Egypt’s Al Ahram reported that several dozen “Arab coalition” soldiers arrived in a single boat a few hours after the Houthis advance as part of a last ditch effort to shore up Hadi loyalists in Aden. Saudi officials denied that the deployment of coalition soldiers had begun.

Coalition spokesman Saudi Brigadier General Ahmed Asseri flatly denied that Saudi troops were in Aden. “We didn’t have any operations in the port. This was not us,” he told reporters.

Speaking at an event sponsored by the House of Representatives in Washington, DC on Thursday, Saudi Ambassador Adel Al Jubeir stated that his country did not yet have any “formal” troops on the ground in Aden. He said that an official invasion aimed at pushing back the Houthi remained a possibility. “The issue of using ground troops is always something that is on the table,” Jubeir stated.

Port officials in Aden stated that, rather than Saudi-led coalition forces, the soldiers were armed guards from a Chinese warship that had disembarked to determine the safety of the area as they evacuated people from the city. Xinhua reported that a Chinese warship had docked in Aden Thursday in order to evacuate 225 non-Chinese citizens to Djibouti.

Since Monday two Chinese warships, Linyi and Weifang, have been docking in Aden in order to evacuate several hundred Chinese citizens and employees of Chinese companies from Yemen. Significantly, the operation marks the first time that People’s Liberation Navy warships have docked in a foreign harbor to extract citizens from a war zone.

The Indian government also dispatched a warship to Aden this week to begin evacuating approximately 4,000 of its citizens from Yemen to Djibouti. Evacuation by sea is the only feasible route for those wanting to flee since a no-fly zone set up by Saudi Arabia and air strikes on Yemen’s international airports have made domestic flights into or out of the country nearly impossible.

Saudi Arabia and its allies began launching air strikes last week with the ostensible purpose of halting the rapid advance of the Houthis and propping up Hadi. Saudi officials have said that military operations will continue in Yemen until Hadi can return and assert control over the country.

Air strikes on Thursday hit a Houthi-controlled and pro-Saleh military base overlooking the strategic Bab Al Mandeb strait and Houthi-held positions in the southern coastal town of Shaqra. Saudi-led airstrikes have killed and wounded hundreds of civilians in addition to hitting military targets throughout the country.
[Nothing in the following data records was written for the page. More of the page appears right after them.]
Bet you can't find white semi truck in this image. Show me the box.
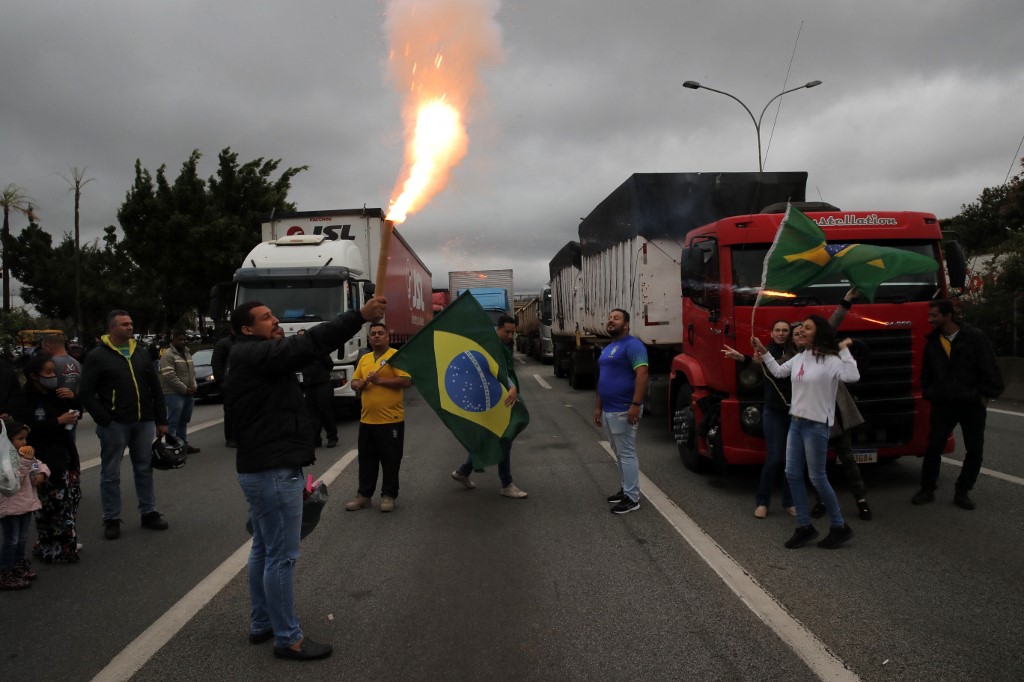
[221,208,433,403]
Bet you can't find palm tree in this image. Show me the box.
[0,182,36,313]
[60,166,95,338]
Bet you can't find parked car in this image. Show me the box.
[193,348,223,400]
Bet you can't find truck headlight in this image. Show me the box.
[738,363,761,388]
[739,404,761,428]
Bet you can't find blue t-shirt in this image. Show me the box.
[597,336,647,412]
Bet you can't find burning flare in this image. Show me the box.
[386,0,502,223]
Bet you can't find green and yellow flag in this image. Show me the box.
[761,206,939,301]
[390,292,529,469]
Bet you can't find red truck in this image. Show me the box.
[669,199,967,471]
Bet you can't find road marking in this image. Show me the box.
[942,457,1024,485]
[599,440,860,682]
[92,449,358,682]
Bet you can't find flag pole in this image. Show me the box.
[374,218,394,296]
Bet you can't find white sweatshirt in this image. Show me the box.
[763,348,860,426]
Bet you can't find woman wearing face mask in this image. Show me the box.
[751,315,860,549]
[722,319,797,518]
[10,353,82,563]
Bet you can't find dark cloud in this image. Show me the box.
[0,0,1024,301]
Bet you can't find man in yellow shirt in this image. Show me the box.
[345,323,413,512]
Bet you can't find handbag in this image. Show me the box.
[0,420,22,498]
[246,474,328,539]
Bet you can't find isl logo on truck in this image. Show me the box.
[286,225,355,241]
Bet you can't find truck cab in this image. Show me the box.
[232,235,372,399]
[670,207,963,470]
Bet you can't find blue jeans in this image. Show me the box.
[785,417,846,527]
[0,512,32,571]
[164,393,196,442]
[460,438,512,485]
[755,407,793,507]
[601,412,640,502]
[239,467,305,647]
[96,422,157,521]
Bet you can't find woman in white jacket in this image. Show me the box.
[751,315,860,549]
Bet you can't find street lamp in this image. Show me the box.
[683,81,821,173]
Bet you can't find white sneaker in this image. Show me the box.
[502,483,526,500]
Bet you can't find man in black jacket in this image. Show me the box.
[910,300,1004,509]
[225,298,386,660]
[79,310,167,540]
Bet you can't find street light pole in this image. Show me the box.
[683,81,821,173]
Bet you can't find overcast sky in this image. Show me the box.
[0,0,1024,302]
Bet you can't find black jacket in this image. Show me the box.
[921,325,1004,402]
[224,310,364,473]
[10,385,82,476]
[79,336,167,426]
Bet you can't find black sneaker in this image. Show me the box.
[103,518,121,540]
[953,489,976,511]
[611,495,640,514]
[818,523,853,549]
[142,511,167,530]
[785,525,818,549]
[608,488,626,505]
[910,488,935,505]
[273,637,333,660]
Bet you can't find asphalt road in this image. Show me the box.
[0,361,1024,680]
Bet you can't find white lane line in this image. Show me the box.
[92,449,358,682]
[82,417,224,471]
[942,457,1024,485]
[599,440,860,682]
[988,408,1024,417]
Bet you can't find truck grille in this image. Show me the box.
[837,330,913,447]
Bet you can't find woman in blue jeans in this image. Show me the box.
[722,319,797,518]
[751,315,860,549]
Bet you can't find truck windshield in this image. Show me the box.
[238,281,345,322]
[732,242,941,306]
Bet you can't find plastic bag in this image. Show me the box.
[0,420,21,497]
[246,474,328,538]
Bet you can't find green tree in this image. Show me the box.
[118,147,307,328]
[4,222,156,336]
[0,182,35,313]
[943,159,1024,355]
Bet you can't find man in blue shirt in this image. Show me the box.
[594,308,648,514]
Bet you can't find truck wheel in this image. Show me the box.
[672,395,711,473]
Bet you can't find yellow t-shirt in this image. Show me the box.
[352,348,410,424]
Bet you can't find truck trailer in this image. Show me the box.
[549,172,966,471]
[549,173,807,393]
[449,269,514,325]
[222,208,433,403]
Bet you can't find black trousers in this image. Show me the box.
[358,422,406,498]
[921,400,988,491]
[303,381,338,442]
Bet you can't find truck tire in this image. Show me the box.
[672,387,711,473]
[569,358,590,390]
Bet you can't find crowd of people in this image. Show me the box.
[0,290,1004,660]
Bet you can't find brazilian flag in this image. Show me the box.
[761,206,939,301]
[390,292,529,469]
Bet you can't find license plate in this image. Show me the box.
[852,450,879,464]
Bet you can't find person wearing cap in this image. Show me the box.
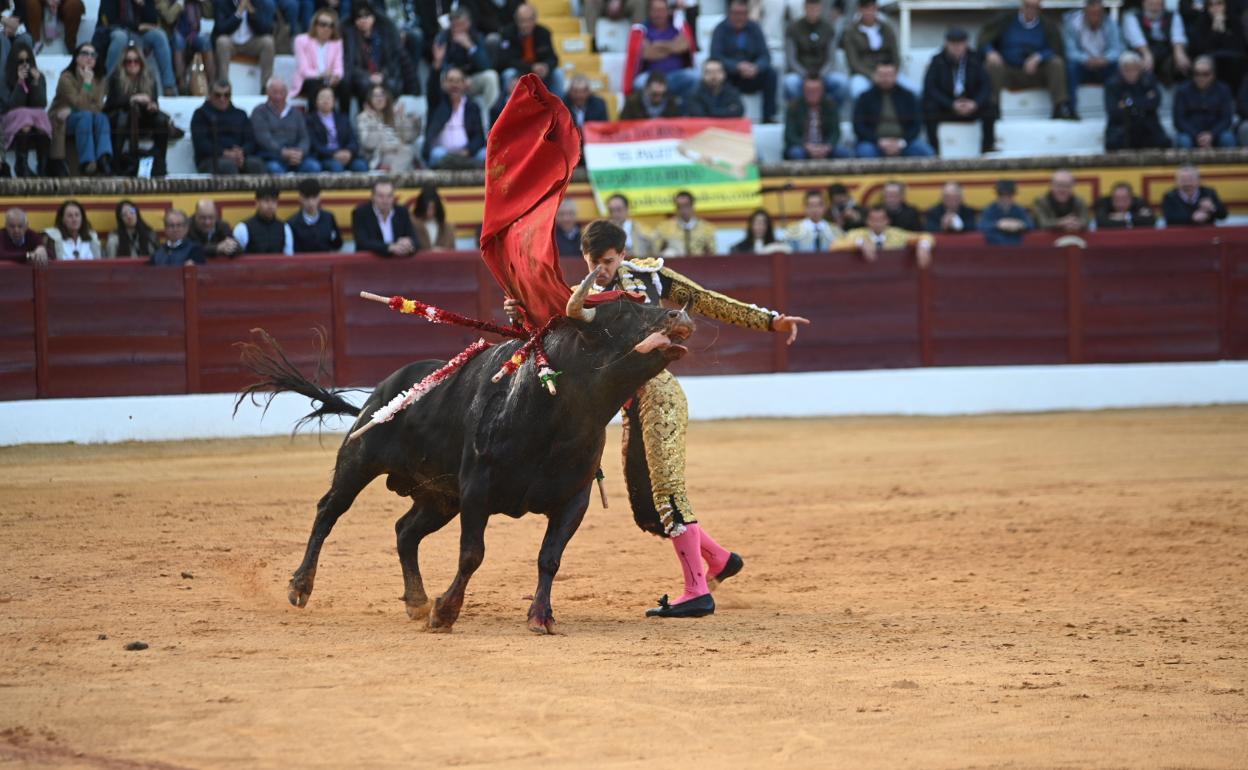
[980,180,1036,246]
[286,178,342,253]
[924,26,997,154]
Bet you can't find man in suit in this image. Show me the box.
[351,180,416,257]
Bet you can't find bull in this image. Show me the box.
[240,271,694,634]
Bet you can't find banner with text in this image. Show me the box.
[585,117,763,213]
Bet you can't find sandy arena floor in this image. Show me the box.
[0,408,1248,770]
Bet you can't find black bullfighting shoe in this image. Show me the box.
[645,594,715,618]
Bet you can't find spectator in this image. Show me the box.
[50,42,112,176]
[1062,0,1122,112]
[233,186,295,257]
[1122,0,1192,85]
[924,26,997,154]
[1174,56,1236,150]
[212,0,277,89]
[554,200,580,257]
[832,206,936,268]
[251,77,321,173]
[357,85,428,173]
[1104,51,1171,150]
[624,0,698,97]
[1162,166,1227,227]
[104,200,156,258]
[654,190,716,257]
[783,189,845,252]
[412,185,456,251]
[286,177,342,255]
[980,180,1036,246]
[1031,168,1092,232]
[291,7,347,101]
[151,208,207,267]
[784,77,850,161]
[44,198,102,262]
[0,40,52,178]
[0,207,47,267]
[710,0,776,124]
[100,0,177,96]
[854,61,934,157]
[497,2,563,96]
[190,198,242,260]
[784,0,850,105]
[307,86,368,173]
[980,0,1078,120]
[924,182,978,232]
[685,59,745,117]
[104,42,173,177]
[424,67,485,168]
[1096,182,1157,230]
[620,72,680,120]
[351,180,416,257]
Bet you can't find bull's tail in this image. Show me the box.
[235,328,359,431]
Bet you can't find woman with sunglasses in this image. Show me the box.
[51,42,112,176]
[0,40,52,177]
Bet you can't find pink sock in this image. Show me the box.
[689,524,733,577]
[671,527,710,604]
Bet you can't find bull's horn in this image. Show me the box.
[564,267,599,322]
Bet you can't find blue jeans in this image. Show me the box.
[65,111,112,166]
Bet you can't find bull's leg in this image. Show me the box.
[529,484,593,634]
In recent days, bombs have been dropped on a refugee camp in northern Yemen, killing at least 40 people, as well as a dairy factory in the western port city of Hodeida, killing at least 37 workers. The Russian Consulate in Aden was severely damaged after airstrikes on Wednesday blew out nearly every window in the building.

The first coalition casualties of the war were reported on Thursday after a Saudi border guard was killed and ten others wounded after their observation post in the southern province of Asir came under fire from Houthi rebels inside Yemen. Saudi Arabia has mobilized approximately 150,000 soldiers and has positioned heavy artillery and other military equipment along its border with Yemen.

Amidst the fighting in the western provinces militants from Al Qaeda in the Arabian Peninsula (AQAP) raided the southern port city of Mukalla early Thursday morning. The militants seized control of a branch of the Yemeni central bank and released at least 270 inmates from a local prison. Among those freed was Khaled Batarfi, a leader of AQAP in Abyan province who had been arrested in 2011. Outside of Aden, Mukalla had been one of the few remaining major cities controlled by forces loyal to Hadi.

The United States has been waging a war against AQAP in Yemen since 2009 when US President Barack Obama signed a secret agreement with then-President Saleh authorizing drone strikes against the Islamic militants based in the country’s southern and eastern provinces.

American and European Special Operations troops evacuated the Al Anad airbase last month after AQAP fighters overran the nearby city of Lahij. Al Anad had been used to coordinate and launch drone strikes against the group.

The massively unpopular drone war has so far killed more than 1,000 people and stoked sectarian tensions contributing significantly to destabilization of the Yemeni government.